Peguei uma garrafa d'água na mochila e bebi. Não estava me sentindo bem desde a longa conversa com meu pai no dia anterior, quando eu contara tudo que sabia sobre as Marchand e o verão passado e lhe mostrara artigos do Winter Harbor Herald na internet. Também contei que herdara algumas das habilidades de Charlotte, mas deixei de fora detalhes fundamentais, por exemplo: meu envolvimento no congelamento do porto e como minha saúde física estivera imprevisível desde então. Mesmo sem entrar em detalhes, a conversa durou horas. Deixei o escritório dele exausta e com mais sede do que já havia sentido em semanas. Teria faltado ao evento de hoje se a presença não fosse obrigatória para todos os alunos do último ano – eu não precisava atrair ainda mais atenção indesejada quebrando as regras e me metendo em confusão.

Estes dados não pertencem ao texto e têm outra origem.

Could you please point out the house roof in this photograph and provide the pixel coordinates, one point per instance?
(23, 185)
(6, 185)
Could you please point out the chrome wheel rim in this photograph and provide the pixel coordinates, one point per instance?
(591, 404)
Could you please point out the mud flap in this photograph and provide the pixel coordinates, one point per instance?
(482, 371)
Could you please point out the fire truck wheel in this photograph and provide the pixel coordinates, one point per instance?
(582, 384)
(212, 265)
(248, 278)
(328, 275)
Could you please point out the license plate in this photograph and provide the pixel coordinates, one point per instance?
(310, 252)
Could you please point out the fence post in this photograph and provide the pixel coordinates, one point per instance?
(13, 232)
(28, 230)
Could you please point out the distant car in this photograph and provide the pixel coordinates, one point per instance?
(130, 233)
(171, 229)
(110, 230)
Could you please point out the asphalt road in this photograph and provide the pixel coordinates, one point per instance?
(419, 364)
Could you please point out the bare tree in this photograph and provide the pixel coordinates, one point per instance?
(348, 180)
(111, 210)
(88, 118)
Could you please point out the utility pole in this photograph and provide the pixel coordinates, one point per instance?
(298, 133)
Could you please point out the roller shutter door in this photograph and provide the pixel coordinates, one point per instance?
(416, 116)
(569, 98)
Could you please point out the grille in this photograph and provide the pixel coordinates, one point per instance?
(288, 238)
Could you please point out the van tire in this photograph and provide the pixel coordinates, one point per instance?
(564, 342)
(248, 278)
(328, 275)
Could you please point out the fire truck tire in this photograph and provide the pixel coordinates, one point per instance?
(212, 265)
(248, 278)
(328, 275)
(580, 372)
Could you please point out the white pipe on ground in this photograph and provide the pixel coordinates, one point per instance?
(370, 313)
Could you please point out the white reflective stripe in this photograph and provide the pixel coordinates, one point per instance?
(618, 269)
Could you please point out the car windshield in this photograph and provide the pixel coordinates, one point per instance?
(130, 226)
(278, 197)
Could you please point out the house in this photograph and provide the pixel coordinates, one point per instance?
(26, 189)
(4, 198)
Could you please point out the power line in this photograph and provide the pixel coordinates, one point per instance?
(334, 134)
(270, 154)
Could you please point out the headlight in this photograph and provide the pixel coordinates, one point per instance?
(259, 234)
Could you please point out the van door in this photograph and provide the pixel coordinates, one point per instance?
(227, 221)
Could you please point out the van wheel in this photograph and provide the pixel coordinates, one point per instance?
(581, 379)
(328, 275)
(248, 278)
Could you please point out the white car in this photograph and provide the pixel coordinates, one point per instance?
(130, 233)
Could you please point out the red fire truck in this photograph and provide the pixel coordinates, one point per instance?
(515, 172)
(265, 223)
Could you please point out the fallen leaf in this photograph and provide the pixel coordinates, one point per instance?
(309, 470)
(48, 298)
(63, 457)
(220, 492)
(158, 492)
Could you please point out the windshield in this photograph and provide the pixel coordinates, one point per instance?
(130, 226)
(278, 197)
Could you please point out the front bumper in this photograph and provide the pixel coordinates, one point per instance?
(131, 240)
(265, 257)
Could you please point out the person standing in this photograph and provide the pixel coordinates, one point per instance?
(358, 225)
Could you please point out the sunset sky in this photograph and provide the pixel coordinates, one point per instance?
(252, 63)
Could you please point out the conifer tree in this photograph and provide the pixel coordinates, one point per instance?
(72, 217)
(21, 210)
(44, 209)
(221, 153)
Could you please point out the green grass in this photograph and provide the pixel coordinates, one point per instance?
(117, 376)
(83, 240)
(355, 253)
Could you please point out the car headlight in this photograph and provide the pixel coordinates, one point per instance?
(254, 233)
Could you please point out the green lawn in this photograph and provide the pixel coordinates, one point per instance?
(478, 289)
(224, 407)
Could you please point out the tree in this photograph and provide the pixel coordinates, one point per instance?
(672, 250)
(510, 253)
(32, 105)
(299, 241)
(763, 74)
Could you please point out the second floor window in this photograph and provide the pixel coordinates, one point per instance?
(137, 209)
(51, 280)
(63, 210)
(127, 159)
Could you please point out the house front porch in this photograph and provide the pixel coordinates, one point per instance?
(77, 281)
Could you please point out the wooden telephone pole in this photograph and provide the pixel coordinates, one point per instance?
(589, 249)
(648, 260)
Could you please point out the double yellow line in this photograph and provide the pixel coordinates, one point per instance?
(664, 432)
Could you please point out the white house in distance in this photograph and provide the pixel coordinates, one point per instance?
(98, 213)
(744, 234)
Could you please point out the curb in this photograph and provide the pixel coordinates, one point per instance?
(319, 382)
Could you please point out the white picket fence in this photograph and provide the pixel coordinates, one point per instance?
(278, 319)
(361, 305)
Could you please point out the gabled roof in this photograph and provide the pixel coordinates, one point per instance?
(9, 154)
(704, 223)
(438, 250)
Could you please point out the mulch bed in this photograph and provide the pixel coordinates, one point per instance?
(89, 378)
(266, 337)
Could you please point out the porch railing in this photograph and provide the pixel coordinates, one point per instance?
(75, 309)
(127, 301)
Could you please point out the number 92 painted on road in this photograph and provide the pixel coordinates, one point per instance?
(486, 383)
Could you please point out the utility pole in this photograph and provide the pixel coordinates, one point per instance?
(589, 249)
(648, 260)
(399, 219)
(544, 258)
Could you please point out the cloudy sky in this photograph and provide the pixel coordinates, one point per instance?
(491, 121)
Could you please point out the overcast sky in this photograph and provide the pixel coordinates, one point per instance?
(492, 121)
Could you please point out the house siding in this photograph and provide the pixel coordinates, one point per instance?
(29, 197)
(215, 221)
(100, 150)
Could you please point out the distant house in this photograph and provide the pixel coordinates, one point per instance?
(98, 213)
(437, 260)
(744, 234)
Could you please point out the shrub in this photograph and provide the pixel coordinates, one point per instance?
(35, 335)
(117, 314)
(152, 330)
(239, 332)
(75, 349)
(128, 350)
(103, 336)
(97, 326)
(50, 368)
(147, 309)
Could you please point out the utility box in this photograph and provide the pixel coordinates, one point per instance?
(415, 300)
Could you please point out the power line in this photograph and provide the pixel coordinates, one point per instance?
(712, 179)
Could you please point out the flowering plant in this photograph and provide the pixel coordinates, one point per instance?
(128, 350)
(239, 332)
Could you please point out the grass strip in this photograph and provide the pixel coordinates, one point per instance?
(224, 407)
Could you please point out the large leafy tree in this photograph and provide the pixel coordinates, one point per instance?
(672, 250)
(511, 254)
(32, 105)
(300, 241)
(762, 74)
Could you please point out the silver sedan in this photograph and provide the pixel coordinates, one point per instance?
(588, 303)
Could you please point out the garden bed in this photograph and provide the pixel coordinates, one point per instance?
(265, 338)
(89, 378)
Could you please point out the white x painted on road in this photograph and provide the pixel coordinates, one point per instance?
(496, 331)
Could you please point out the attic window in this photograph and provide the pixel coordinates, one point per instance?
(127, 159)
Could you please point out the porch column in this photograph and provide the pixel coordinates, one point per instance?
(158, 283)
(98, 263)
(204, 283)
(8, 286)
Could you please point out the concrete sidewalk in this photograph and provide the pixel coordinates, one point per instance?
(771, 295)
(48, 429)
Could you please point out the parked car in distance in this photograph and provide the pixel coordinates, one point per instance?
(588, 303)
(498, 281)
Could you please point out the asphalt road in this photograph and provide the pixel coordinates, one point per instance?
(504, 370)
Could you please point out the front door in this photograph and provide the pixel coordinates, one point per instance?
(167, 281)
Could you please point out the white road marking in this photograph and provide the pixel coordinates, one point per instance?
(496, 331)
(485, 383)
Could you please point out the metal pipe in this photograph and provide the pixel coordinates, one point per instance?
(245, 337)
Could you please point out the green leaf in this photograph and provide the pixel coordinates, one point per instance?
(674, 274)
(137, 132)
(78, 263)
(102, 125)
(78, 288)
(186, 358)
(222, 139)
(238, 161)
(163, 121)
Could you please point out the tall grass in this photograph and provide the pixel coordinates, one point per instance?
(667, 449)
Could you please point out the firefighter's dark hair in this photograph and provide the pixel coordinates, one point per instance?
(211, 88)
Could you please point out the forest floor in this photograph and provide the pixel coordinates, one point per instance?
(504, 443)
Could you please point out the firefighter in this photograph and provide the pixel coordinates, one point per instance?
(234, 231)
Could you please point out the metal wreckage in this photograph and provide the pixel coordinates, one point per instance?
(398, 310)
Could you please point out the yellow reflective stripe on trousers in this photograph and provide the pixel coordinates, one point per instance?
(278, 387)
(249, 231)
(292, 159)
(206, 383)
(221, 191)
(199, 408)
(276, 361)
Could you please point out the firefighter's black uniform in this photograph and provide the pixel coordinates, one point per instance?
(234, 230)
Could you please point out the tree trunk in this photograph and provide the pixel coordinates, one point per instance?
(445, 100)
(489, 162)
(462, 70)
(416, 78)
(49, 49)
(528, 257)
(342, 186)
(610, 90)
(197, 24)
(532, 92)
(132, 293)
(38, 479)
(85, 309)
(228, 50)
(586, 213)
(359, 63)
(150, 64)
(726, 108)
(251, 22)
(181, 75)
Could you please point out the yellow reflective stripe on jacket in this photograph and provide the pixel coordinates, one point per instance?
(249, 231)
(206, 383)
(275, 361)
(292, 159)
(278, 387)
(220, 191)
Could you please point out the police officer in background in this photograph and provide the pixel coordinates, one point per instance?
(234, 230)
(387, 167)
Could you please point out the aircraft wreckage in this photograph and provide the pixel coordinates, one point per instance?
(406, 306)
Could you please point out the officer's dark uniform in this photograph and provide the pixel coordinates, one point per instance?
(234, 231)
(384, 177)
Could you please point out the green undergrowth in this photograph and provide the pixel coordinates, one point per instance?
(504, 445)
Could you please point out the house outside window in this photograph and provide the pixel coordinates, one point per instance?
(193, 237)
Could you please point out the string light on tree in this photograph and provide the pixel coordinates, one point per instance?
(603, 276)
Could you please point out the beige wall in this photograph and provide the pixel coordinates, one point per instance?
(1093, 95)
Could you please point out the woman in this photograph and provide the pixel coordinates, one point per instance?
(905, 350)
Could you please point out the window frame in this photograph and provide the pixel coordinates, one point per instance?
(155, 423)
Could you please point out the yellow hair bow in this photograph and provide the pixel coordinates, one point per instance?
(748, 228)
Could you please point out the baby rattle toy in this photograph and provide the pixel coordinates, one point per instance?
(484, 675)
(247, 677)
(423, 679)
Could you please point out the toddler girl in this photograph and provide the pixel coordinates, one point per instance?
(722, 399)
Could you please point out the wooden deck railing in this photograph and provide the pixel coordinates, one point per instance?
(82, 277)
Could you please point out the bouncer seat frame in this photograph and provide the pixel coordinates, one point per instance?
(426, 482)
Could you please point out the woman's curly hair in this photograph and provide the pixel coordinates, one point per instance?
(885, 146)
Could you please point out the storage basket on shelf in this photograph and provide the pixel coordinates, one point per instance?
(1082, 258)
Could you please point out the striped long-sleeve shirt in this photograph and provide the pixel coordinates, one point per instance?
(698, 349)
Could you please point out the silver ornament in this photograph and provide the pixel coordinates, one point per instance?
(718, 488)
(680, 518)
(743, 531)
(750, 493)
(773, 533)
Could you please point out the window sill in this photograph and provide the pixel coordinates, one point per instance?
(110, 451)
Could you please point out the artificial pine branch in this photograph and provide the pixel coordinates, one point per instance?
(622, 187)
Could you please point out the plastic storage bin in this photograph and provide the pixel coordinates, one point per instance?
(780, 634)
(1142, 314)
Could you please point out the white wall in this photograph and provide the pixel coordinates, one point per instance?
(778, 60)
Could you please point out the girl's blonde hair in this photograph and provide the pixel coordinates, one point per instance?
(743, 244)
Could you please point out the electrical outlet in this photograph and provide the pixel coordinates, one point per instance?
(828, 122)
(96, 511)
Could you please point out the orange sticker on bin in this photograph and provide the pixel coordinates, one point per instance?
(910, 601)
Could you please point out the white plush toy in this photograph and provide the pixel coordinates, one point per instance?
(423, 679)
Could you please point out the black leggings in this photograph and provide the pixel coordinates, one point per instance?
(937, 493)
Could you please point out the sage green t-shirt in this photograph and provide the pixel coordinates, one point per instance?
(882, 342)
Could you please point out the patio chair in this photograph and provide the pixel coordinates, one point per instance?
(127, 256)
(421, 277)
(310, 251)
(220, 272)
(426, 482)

Além disso, o evento me dava uma desculpa para ficar fora de casa por algumas horas. Estar ali, na escola, era esquisito e desconfortável, mas, como minha mãe ainda estava entretida com seus filmes caseiros e meu pai havia tirado o dia de folga para se esconder no escritório, também era preferível.

Andei pela área do ginásio tomando cuidado para ficar a uma distância segura das longas mesas cobertas com finas toalhas de linho e buquês de flores.

Nós havíamos sido instruídos a quebrar o estrito código de vestimenta para que o evento parecesse mais a festa descontraída que era para ser, e meus colegas de classe aproveitaram a oportunidade para vestir suas melhores roupas de grife.